In 1922 Władysław Jezierski bought the place. He set up The Polonia hotel there. A festive opening of the hotel and a restaurant took place on the 18th November of that year. The venue operated until 1939. In the rooms of The Polonia hotel meetings of local organizations and lectures, as well as occasional commemorations and poetic evenings took place.
In one of the rooms of the hotel The Odeon cinema was started in 1928. The films were shown on Mondays, Wednesdays and Thursdays. On 10th August 1929 a then popular film “Verdun” was presented. The cinema operated here until 1932, when it was transferred to The Bomboniera (The Box of Chocolates), belonging to Feliks Marczyński (today’s Powstańców Wielkopolskich Street No. 10). Only silent films were on there.

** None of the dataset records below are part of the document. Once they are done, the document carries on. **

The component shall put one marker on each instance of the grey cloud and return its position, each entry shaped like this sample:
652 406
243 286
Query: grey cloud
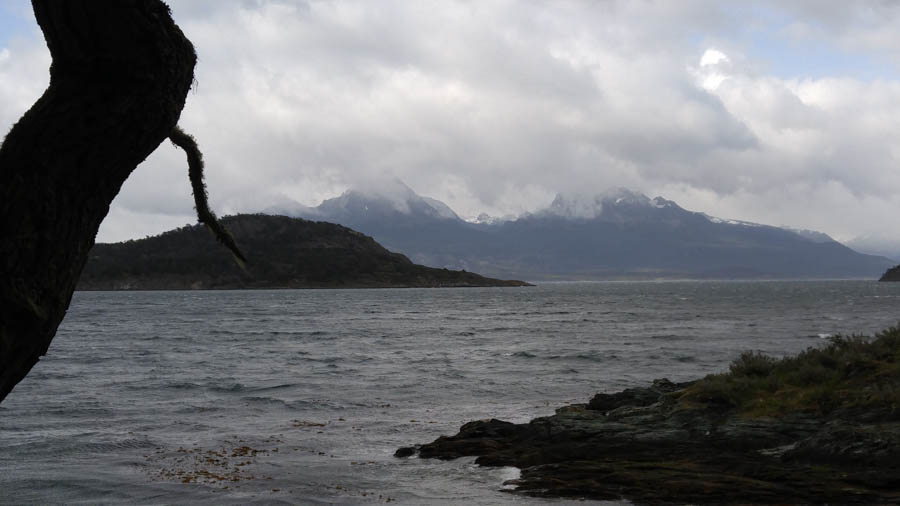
497 105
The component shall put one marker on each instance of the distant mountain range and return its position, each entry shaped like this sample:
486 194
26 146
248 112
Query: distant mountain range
619 234
283 252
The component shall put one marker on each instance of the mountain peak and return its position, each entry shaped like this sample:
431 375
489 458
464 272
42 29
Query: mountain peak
588 206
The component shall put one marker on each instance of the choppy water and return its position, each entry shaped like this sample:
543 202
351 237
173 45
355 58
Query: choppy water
303 396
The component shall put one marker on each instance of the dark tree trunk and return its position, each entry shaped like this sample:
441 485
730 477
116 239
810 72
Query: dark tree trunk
121 72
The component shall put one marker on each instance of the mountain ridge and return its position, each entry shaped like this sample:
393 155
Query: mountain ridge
283 252
617 234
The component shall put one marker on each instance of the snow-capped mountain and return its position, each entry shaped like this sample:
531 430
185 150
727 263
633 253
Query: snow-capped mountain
614 234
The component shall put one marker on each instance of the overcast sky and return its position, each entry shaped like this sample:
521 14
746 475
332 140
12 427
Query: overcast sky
785 113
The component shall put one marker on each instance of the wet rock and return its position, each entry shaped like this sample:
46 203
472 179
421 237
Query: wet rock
643 446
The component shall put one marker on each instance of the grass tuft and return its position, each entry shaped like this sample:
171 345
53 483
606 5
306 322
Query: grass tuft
850 375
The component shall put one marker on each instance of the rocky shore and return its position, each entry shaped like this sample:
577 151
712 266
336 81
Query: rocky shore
710 441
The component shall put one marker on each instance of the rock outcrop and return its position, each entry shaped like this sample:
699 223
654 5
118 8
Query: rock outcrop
821 427
643 446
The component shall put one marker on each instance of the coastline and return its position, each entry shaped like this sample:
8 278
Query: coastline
717 440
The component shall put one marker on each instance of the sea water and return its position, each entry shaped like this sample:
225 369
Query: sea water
302 396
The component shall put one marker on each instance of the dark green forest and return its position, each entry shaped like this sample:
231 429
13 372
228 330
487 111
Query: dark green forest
282 252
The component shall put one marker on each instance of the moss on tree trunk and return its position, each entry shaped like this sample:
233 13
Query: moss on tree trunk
120 74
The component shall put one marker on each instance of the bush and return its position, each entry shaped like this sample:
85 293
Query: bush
850 373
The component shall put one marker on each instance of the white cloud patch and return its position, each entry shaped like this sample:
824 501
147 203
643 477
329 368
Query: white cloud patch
495 106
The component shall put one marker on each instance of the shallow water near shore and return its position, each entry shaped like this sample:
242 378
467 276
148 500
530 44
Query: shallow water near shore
302 396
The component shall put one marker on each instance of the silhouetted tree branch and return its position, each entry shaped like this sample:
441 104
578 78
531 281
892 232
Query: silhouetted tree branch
120 74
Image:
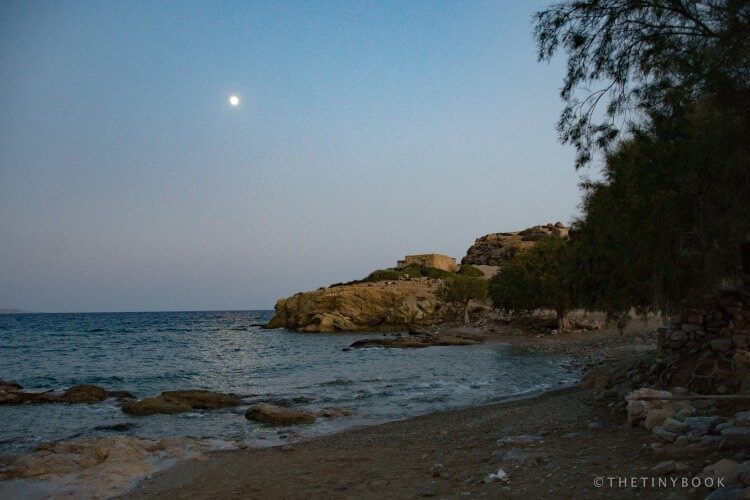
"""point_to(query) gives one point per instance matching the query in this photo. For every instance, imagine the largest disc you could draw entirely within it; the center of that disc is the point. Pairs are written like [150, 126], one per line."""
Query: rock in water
[414, 342]
[180, 401]
[277, 415]
[84, 394]
[334, 412]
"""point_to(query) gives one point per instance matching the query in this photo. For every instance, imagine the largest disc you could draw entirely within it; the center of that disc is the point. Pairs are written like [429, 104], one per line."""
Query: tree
[668, 220]
[666, 224]
[461, 290]
[642, 57]
[540, 278]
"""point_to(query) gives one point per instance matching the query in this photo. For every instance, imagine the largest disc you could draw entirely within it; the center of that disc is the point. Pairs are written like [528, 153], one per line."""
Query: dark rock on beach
[278, 415]
[13, 394]
[180, 401]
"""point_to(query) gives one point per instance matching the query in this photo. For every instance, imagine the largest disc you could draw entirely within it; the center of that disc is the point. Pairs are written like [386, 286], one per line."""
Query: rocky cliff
[378, 306]
[498, 248]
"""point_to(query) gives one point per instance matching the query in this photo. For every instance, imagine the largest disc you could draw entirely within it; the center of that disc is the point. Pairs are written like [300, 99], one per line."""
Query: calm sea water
[147, 353]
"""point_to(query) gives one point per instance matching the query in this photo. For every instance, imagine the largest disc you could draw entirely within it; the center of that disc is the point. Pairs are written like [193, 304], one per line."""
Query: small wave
[337, 381]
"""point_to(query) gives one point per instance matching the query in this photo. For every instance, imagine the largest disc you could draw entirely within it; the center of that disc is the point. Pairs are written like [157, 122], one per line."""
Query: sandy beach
[551, 445]
[576, 439]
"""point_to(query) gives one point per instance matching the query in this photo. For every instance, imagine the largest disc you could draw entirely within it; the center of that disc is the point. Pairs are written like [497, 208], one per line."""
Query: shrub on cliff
[384, 275]
[460, 290]
[470, 271]
[543, 277]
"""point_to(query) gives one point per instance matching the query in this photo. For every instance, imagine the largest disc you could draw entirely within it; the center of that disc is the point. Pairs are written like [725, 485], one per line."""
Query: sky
[365, 131]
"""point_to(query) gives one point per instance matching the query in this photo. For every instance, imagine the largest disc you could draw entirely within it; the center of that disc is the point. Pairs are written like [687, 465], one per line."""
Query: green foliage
[641, 56]
[665, 225]
[543, 277]
[462, 289]
[471, 271]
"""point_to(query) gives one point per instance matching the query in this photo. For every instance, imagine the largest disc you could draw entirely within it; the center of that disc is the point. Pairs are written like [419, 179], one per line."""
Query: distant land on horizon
[9, 310]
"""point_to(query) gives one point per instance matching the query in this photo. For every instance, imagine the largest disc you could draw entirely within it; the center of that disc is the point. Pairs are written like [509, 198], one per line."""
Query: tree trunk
[560, 319]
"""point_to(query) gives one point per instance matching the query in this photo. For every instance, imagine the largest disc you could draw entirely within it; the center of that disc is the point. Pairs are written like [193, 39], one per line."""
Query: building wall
[430, 260]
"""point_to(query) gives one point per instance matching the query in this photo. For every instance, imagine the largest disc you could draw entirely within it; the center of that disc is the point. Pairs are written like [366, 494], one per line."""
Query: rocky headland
[496, 249]
[372, 306]
[403, 304]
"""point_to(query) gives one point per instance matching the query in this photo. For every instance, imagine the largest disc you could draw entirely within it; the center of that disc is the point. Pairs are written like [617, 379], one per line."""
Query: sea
[147, 353]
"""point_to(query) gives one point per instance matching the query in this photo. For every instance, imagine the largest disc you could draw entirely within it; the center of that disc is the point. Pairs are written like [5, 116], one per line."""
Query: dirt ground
[444, 455]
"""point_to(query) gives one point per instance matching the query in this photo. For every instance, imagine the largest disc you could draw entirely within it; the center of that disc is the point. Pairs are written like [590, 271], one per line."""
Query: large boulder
[180, 401]
[372, 306]
[278, 415]
[496, 249]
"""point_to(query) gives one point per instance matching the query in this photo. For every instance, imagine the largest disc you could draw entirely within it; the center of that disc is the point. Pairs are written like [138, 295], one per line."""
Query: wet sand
[445, 455]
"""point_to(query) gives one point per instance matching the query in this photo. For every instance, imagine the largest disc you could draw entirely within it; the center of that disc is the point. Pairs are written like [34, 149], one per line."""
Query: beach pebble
[521, 439]
[500, 475]
[702, 423]
[664, 434]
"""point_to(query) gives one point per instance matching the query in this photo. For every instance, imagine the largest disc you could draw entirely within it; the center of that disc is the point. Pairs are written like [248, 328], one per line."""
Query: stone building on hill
[430, 260]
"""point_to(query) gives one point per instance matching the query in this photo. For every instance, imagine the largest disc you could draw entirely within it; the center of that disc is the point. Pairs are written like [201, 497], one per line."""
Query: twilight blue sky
[367, 130]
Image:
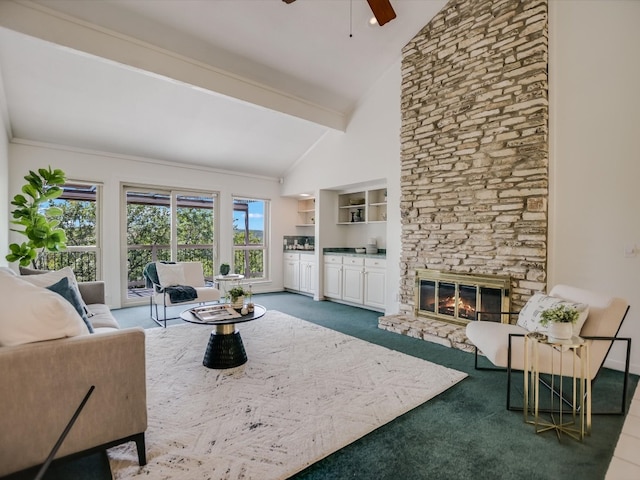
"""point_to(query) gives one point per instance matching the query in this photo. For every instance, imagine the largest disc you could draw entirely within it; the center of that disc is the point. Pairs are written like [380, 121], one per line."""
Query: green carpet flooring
[464, 433]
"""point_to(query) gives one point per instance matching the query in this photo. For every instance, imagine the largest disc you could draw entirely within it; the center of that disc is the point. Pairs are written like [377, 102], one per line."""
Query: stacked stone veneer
[474, 139]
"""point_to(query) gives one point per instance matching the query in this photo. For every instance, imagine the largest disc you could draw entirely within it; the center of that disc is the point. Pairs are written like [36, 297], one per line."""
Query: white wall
[594, 161]
[4, 188]
[595, 164]
[113, 171]
[369, 151]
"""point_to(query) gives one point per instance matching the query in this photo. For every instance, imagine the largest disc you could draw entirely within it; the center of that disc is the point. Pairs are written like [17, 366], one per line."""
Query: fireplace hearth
[457, 297]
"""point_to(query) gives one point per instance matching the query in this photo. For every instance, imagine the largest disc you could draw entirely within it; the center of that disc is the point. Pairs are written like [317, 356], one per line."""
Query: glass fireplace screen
[456, 298]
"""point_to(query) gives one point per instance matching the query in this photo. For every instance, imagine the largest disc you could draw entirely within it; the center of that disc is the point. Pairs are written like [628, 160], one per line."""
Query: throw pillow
[170, 274]
[72, 295]
[52, 276]
[531, 314]
[34, 314]
[32, 271]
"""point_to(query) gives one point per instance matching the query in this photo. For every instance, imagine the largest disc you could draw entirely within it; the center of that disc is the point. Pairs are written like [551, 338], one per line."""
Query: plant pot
[560, 330]
[237, 303]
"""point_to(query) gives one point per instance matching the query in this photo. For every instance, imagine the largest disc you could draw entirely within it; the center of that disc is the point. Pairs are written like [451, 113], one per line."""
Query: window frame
[264, 246]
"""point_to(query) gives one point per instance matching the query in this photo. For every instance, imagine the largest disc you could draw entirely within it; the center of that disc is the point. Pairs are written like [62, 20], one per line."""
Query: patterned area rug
[305, 392]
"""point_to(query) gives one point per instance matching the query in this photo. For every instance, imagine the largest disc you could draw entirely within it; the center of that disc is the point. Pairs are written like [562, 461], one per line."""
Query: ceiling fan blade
[382, 10]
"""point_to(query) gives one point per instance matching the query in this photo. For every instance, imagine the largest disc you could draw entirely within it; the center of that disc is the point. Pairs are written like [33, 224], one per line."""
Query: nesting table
[575, 420]
[225, 348]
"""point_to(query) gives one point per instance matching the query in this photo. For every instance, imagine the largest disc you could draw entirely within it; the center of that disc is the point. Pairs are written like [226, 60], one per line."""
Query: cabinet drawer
[335, 259]
[356, 261]
[375, 262]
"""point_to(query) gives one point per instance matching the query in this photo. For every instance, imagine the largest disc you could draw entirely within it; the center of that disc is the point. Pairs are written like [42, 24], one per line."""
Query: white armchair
[177, 283]
[503, 344]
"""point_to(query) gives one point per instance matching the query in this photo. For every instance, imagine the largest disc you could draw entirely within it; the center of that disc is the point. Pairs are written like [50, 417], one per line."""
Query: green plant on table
[38, 219]
[237, 292]
[559, 314]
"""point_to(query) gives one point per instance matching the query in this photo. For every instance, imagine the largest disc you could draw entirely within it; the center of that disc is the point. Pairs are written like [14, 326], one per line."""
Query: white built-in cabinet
[365, 206]
[291, 271]
[300, 272]
[375, 278]
[308, 273]
[353, 279]
[356, 280]
[333, 276]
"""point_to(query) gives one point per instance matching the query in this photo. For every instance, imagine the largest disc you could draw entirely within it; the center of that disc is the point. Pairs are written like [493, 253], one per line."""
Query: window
[80, 221]
[249, 237]
[167, 225]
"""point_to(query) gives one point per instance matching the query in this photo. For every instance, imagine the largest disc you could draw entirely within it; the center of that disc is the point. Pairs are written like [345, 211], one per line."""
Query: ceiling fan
[382, 10]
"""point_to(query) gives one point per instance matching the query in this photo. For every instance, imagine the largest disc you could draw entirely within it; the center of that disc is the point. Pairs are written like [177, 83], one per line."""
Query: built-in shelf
[366, 206]
[306, 212]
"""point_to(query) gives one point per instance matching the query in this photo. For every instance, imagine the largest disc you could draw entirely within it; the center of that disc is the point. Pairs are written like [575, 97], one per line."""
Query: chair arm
[493, 313]
[92, 292]
[43, 383]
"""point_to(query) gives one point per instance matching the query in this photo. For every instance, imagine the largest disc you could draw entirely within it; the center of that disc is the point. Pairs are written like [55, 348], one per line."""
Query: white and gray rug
[305, 392]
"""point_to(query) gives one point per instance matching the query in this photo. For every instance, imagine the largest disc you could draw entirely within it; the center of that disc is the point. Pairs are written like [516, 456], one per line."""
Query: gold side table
[575, 420]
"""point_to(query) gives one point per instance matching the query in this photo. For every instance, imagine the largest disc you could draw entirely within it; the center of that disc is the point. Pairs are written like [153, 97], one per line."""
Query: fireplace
[456, 297]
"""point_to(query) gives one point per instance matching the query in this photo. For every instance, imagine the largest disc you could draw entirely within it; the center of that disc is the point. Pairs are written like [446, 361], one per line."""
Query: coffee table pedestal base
[225, 348]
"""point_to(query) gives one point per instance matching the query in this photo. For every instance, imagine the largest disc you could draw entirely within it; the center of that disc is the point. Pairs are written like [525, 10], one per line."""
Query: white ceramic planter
[560, 330]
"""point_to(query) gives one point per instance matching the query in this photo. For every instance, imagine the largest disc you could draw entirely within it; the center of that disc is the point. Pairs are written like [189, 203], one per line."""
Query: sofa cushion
[62, 287]
[170, 274]
[101, 317]
[531, 314]
[49, 277]
[33, 314]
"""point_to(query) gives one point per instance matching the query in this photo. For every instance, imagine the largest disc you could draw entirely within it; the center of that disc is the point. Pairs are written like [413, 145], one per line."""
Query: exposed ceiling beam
[40, 22]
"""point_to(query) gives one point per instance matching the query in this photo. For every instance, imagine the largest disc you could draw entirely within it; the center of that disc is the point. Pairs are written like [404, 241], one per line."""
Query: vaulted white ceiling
[243, 85]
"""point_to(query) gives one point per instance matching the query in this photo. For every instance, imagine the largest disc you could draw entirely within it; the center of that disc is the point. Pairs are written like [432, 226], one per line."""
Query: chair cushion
[170, 274]
[531, 314]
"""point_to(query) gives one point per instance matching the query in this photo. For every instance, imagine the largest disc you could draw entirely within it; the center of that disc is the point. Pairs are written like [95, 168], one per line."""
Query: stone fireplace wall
[474, 137]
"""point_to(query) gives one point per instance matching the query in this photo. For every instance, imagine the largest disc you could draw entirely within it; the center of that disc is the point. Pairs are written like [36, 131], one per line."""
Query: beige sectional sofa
[44, 382]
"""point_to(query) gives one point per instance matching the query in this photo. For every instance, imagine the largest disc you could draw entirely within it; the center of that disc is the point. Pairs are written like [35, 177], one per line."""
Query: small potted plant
[559, 321]
[236, 295]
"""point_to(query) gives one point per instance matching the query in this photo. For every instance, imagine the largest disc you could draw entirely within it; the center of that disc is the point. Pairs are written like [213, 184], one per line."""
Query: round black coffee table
[225, 348]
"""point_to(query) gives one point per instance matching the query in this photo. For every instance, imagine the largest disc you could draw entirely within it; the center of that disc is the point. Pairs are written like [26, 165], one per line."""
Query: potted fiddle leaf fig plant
[34, 213]
[559, 320]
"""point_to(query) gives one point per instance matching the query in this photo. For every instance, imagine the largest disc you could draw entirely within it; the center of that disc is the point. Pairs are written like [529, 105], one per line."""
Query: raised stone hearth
[427, 329]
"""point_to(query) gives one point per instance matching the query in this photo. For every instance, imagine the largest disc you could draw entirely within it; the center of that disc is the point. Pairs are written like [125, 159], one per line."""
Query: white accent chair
[190, 274]
[503, 344]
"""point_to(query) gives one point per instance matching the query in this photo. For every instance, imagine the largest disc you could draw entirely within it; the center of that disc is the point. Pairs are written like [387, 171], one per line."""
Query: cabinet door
[291, 273]
[333, 280]
[352, 283]
[374, 287]
[308, 276]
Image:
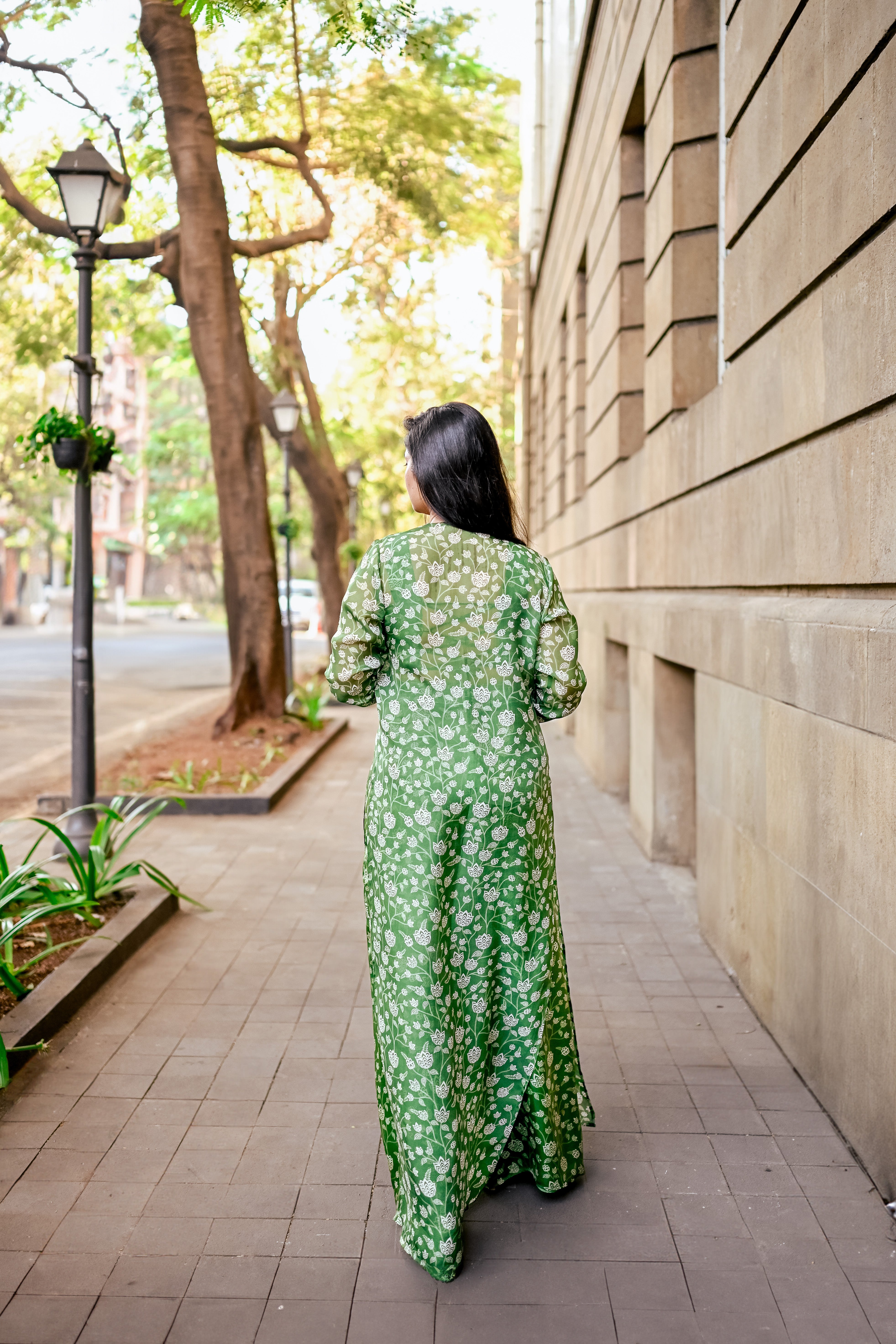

In the years of German occupation Deutsches Haus was located here. It included a hotel and a café. It was run by Reinhold Richter.
After the War had ended, The Polonia hotel was reestablished and it existed in Gostyń until mid-nineties of the 20th century. It also housed a restaurant and a café. The restaurant Biskupianka was the longest operating restaurant here.